Balancing Adaptability and Non-exploitability in Repeated Games
This work addresses the challenge of balancing adaptability and fairness in multi-agent learning, providing the first guarantees for both regret and non-exploitability, which is foundational for applications like online platforms and game theory.
The paper tackles the problem of achieving low regret in repeated games against opponents of unknown types while ensuring non-exploitability, where the opponent lacks incentive to use exploitative strategies. It introduces the LAFF algorithm, which guarantees sublinear regret against non-exploitative opponents and ensures linear regret for exploitative ones.

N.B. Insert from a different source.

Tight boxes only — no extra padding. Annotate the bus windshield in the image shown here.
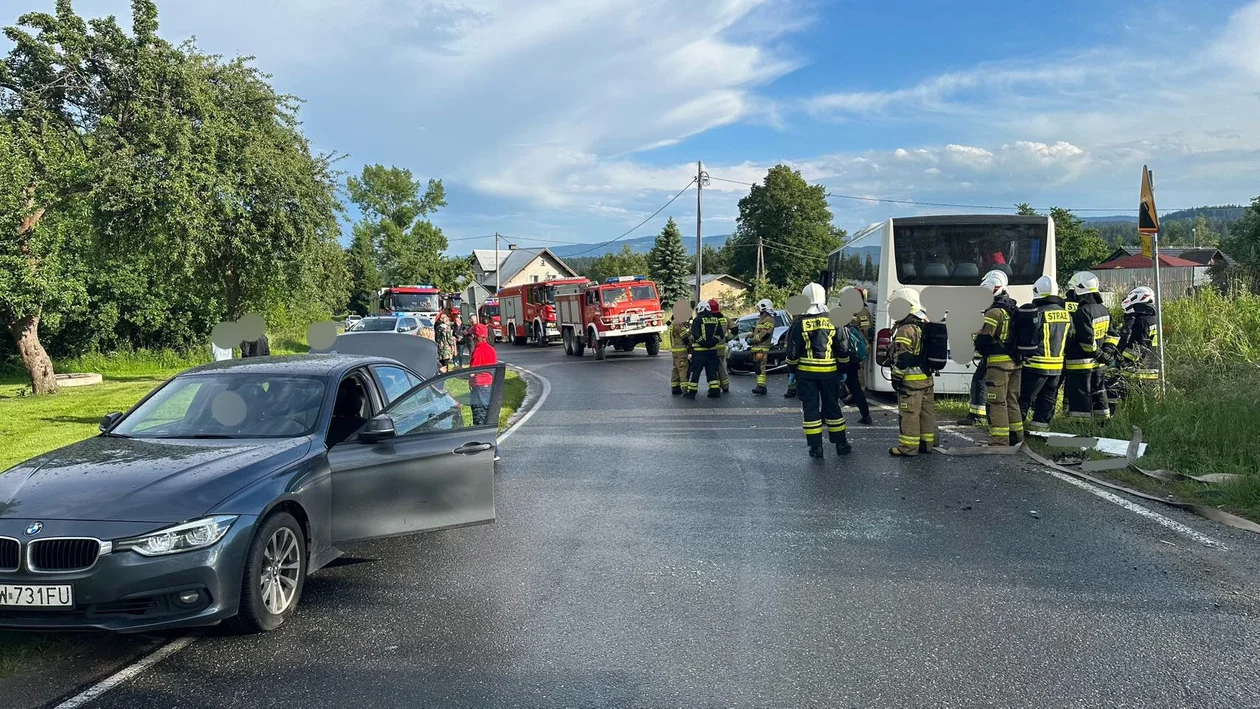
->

We study the problem of guaranteeing low regret in repeated games against an opponent with unknown membership in one of several classes. We add the constraint that our algorithm is non-exploitable, in that the opponent lacks an incentive to use an algorithm against which we cannot achieve rewards exceeding some "fair" value. Our solution is an expert algorithm (LAFF) that searches within a set of sub-algorithms that are optimal for each opponent class and uses a punishment policy upon detecting evidence of exploitation by the opponent. With benchmarks that depend on the opponent class, we show that LAFF has sublinear regret uniformly over the possible opponents, except exploitative ones, for which we guarantee that the opponent has linear regret. To our knowledge, this work is the first to provide guarantees for both regret and non-exploitability in multi-agent learning.